Where These Ticks Live
Blacklegged ticks are widely distributed across the eastern United States, from Maine down through the Southeast and across the Upper Midwest. Western blacklegged ticks are concentrated along the Pacific coast, with northern California being a particular hotspot.
Both species thrive in wooded, brushy, and humid environments. Leaf litter on the forest floor, tall grasses at the edges of wooded areas, and overgrown trails are classic habitats. You don’t need to be deep in the wilderness to encounter them. Backyards that border wooded areas, gardens with ground cover, and even well-maintained parks with adjacent brush can harbor ticks. They wait on low vegetation and latch onto hosts that brush past.
How Transmission Actually Works
A tick doesn’t transmit Lyme the moment it bites. The bacterium lives in the tick’s gut, and it takes time for the pathogen to migrate to the tick’s salivary glands and enter your bloodstream. Most estimates suggest a tick needs to be attached for roughly 36 to 48 hours before transmission occurs, though this window isn’t absolute. The practical takeaway: finding and removing a tick within a day of attachment significantly reduces your risk.
This is another reason nymphs are so dangerous. An adult tick feeding on your thigh or behind your ear might get spotted in the shower that evening. A poppy-seed-sized nymph tucked into your scalp, waistband, or behind your knee can easily feed undetected for two or three days.

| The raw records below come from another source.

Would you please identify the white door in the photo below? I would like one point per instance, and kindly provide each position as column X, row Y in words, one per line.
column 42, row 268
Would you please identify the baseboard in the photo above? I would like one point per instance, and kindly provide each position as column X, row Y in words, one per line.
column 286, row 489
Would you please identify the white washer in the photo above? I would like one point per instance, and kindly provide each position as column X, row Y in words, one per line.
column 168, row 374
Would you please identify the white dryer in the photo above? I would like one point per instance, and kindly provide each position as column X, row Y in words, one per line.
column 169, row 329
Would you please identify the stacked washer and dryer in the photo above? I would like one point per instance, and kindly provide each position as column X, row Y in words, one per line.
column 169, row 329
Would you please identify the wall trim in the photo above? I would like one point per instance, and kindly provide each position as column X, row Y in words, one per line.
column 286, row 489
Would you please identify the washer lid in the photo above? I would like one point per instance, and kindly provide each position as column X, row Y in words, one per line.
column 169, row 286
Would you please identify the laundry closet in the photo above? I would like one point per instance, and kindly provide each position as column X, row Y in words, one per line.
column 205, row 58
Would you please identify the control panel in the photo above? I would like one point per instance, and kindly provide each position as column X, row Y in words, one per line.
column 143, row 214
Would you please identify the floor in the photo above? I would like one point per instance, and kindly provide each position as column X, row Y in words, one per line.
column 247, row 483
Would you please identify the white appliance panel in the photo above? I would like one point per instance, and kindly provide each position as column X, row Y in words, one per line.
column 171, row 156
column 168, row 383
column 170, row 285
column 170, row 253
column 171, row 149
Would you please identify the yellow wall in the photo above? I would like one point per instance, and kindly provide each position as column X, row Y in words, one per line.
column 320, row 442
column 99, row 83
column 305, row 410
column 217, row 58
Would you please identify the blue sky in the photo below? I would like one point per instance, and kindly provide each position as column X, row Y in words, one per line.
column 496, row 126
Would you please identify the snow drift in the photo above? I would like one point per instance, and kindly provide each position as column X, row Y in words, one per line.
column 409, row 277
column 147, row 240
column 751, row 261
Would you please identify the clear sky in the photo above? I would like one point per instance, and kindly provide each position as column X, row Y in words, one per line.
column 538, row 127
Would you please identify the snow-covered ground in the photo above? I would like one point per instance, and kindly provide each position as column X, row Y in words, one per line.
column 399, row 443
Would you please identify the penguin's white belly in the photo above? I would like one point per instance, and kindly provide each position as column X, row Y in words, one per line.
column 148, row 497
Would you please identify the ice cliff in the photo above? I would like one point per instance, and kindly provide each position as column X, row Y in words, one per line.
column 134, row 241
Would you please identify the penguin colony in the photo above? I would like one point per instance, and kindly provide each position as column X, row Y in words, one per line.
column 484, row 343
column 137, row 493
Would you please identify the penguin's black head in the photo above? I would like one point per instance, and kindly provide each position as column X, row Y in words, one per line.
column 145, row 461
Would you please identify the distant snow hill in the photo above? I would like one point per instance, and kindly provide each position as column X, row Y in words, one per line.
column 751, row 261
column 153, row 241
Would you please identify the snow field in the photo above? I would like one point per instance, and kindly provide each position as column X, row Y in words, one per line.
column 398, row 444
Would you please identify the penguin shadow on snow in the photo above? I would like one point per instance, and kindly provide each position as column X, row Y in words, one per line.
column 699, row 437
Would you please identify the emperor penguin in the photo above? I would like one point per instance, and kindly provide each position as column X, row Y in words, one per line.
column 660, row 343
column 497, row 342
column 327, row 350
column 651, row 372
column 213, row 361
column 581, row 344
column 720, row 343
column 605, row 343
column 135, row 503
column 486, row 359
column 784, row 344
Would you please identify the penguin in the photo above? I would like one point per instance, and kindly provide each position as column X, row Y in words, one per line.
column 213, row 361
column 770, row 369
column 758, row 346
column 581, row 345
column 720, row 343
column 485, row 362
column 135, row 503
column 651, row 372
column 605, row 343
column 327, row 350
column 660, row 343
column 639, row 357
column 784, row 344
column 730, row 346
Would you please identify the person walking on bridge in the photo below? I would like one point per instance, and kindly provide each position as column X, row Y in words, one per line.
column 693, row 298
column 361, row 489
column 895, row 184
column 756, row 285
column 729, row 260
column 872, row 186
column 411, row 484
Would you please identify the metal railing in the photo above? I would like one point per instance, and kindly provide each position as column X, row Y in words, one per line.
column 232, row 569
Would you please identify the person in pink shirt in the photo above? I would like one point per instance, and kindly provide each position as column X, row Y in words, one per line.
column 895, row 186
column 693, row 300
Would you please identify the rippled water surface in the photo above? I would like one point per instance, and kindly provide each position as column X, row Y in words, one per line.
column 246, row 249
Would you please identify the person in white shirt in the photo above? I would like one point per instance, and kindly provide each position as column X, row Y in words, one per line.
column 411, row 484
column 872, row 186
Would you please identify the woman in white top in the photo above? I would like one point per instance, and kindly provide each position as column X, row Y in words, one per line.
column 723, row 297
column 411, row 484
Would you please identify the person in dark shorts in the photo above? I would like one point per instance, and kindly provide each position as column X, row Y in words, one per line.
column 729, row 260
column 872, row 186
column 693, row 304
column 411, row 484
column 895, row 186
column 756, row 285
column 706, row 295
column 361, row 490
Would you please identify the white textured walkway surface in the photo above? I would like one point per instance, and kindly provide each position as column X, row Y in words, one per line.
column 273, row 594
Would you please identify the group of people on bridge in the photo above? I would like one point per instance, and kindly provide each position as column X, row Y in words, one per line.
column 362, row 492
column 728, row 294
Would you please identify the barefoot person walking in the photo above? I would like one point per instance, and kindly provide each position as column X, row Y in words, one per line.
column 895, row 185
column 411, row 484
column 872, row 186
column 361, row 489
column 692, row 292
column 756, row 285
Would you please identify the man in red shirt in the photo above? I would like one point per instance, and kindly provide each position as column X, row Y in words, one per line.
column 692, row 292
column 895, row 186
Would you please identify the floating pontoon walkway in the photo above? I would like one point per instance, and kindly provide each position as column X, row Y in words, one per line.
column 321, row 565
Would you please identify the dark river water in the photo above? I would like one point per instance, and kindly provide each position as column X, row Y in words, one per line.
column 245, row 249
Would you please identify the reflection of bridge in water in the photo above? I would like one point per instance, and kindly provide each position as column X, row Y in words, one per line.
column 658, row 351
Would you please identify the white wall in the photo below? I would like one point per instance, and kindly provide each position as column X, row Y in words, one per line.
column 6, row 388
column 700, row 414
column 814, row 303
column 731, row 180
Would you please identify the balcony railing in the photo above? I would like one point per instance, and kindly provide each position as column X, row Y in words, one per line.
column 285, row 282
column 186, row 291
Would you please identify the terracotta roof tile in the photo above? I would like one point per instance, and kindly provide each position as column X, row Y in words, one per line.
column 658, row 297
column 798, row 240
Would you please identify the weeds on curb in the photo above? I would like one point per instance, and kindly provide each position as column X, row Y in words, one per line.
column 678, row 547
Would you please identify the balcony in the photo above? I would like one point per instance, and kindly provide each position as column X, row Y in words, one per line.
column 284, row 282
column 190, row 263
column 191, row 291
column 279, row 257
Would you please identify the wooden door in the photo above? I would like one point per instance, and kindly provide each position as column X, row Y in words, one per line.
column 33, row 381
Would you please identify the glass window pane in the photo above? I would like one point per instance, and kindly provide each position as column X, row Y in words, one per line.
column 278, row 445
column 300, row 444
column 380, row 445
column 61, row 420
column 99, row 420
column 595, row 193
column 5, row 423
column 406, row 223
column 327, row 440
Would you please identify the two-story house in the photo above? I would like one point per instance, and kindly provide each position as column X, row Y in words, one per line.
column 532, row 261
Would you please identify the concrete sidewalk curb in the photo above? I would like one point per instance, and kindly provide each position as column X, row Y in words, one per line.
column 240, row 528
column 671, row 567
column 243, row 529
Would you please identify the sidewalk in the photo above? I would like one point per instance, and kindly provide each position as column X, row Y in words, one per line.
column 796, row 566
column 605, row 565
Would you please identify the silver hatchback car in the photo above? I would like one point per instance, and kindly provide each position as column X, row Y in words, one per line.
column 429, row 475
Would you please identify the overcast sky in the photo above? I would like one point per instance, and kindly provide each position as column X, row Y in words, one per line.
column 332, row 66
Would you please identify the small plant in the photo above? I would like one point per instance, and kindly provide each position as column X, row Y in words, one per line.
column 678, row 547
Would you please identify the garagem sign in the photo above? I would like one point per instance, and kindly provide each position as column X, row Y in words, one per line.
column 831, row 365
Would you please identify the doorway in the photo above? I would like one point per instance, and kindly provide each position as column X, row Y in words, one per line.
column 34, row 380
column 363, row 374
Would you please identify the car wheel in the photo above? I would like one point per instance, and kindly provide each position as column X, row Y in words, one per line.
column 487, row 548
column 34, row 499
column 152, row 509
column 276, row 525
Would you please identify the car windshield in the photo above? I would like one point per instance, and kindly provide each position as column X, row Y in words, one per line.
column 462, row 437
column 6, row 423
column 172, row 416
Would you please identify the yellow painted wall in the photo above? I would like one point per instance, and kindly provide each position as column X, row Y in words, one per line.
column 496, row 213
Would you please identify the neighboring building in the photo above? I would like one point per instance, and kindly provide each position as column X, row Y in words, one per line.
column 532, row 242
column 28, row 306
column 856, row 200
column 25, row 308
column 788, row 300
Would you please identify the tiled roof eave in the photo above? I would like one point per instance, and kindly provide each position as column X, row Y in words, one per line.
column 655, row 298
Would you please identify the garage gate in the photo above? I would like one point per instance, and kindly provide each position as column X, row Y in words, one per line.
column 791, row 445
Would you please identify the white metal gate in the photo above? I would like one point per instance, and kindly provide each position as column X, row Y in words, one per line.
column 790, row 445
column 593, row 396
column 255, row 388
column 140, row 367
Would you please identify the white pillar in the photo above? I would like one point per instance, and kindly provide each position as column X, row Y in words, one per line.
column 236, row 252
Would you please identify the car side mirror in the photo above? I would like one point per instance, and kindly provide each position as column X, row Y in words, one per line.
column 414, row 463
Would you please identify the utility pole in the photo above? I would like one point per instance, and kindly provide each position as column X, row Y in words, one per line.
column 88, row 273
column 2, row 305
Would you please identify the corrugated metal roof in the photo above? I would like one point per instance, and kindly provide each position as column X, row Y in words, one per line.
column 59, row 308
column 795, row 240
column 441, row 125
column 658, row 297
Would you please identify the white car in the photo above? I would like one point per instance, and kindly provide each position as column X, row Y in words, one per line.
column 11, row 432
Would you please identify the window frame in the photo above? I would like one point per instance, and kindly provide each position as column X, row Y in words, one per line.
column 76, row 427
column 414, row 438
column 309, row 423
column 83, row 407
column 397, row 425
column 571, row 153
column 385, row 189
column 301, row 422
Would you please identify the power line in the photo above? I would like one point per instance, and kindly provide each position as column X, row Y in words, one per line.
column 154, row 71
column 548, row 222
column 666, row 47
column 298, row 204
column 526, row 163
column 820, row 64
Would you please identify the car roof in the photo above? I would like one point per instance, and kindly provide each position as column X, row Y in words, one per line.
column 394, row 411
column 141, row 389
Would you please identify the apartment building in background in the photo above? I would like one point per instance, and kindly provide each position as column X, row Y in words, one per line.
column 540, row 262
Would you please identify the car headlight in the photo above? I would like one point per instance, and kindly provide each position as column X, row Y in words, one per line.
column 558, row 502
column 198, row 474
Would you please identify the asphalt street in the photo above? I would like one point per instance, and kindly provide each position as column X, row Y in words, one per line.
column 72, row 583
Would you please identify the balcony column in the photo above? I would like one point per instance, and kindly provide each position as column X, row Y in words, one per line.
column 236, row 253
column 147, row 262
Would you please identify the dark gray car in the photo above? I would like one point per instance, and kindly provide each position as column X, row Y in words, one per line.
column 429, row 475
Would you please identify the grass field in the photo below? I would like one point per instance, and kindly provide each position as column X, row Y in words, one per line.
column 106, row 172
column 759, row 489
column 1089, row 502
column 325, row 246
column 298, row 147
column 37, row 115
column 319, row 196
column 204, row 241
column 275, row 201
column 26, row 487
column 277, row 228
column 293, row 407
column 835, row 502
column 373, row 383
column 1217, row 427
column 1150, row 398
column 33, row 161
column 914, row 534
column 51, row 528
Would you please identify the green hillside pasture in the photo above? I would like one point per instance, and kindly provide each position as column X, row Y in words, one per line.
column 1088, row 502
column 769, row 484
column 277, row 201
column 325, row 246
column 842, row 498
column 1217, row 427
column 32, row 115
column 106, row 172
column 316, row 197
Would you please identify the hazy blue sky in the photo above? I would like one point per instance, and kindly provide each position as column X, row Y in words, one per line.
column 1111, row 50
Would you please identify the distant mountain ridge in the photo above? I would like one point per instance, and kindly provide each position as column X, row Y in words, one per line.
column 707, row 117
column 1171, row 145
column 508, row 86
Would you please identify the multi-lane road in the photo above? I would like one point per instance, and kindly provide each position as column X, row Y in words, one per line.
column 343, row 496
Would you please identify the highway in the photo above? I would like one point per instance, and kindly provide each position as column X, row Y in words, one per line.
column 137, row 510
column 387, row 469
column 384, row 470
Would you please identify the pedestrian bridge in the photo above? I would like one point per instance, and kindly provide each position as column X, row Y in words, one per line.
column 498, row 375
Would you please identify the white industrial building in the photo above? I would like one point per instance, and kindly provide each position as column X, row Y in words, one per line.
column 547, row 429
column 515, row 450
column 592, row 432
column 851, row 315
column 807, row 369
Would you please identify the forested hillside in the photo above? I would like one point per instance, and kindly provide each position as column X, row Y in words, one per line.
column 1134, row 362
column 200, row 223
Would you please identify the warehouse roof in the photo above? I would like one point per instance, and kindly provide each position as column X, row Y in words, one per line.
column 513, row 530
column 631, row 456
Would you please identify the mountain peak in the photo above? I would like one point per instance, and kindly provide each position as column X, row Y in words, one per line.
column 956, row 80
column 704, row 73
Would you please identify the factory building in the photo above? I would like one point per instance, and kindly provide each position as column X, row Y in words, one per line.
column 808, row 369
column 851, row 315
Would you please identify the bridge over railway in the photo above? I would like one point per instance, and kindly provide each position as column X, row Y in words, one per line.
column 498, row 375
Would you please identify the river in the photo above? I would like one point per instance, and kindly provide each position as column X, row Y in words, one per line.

Ticks That Don’t Transmit Lyme
Several other common tick species bite humans but cannot give you Lyme disease. The American dog tick is widespread across the eastern U.S. and is the one most people picture when they think of ticks. It’s larger and lighter-colored than the blacklegged tick and does not carry Borrelia burgdorferi. The Lone Star tick, recognizable by the white dot on the female’s back, is aggressive and common in the Southeast and mid-Atlantic, but it also does not transmit Lyme.
These other species do carry different pathogens that can cause illnesses with some overlapping symptoms, like Rocky Mountain spotted fever or ehrlichiosis. If you develop a fever, rash, or flu-like symptoms after any tick bite, the species matters for diagnosis and treatment. Saving the tick in a sealed bag or taking a clear photo can help your doctor identify it.
Reducing Your Risk
Since only blacklegged ticks transmit Lyme and they need extended feeding time to do it, your best protection is preventing bites and catching attached ticks early. Wearing long pants tucked into socks in brushy areas, using insect repellent on exposed skin, and treating clothing with permethrin all reduce the chance a tick reaches your skin.
After spending time outdoors in tick habitat, do a thorough body check. Pay special attention to hidden spots: behind the ears, along the hairline, under the arms, around the waistband, behind the knees, and between the toes. Showering within two hours of coming indoors has been associated with lower tick-borne illness rates, likely because it dislodges unattached ticks and provides an opportunity to spot attached ones. Tossing clothes in a hot dryer for 10 minutes kills ticks that may have hitched a ride.
If you find an attached tick, remove it with fine-tipped tweezers by grasping it as close to the skin as possible and pulling straight up with steady pressure. Avoid twisting, crushing, or using heat or petroleum jelly, all of which can cause the tick to release more saliva into the bite site.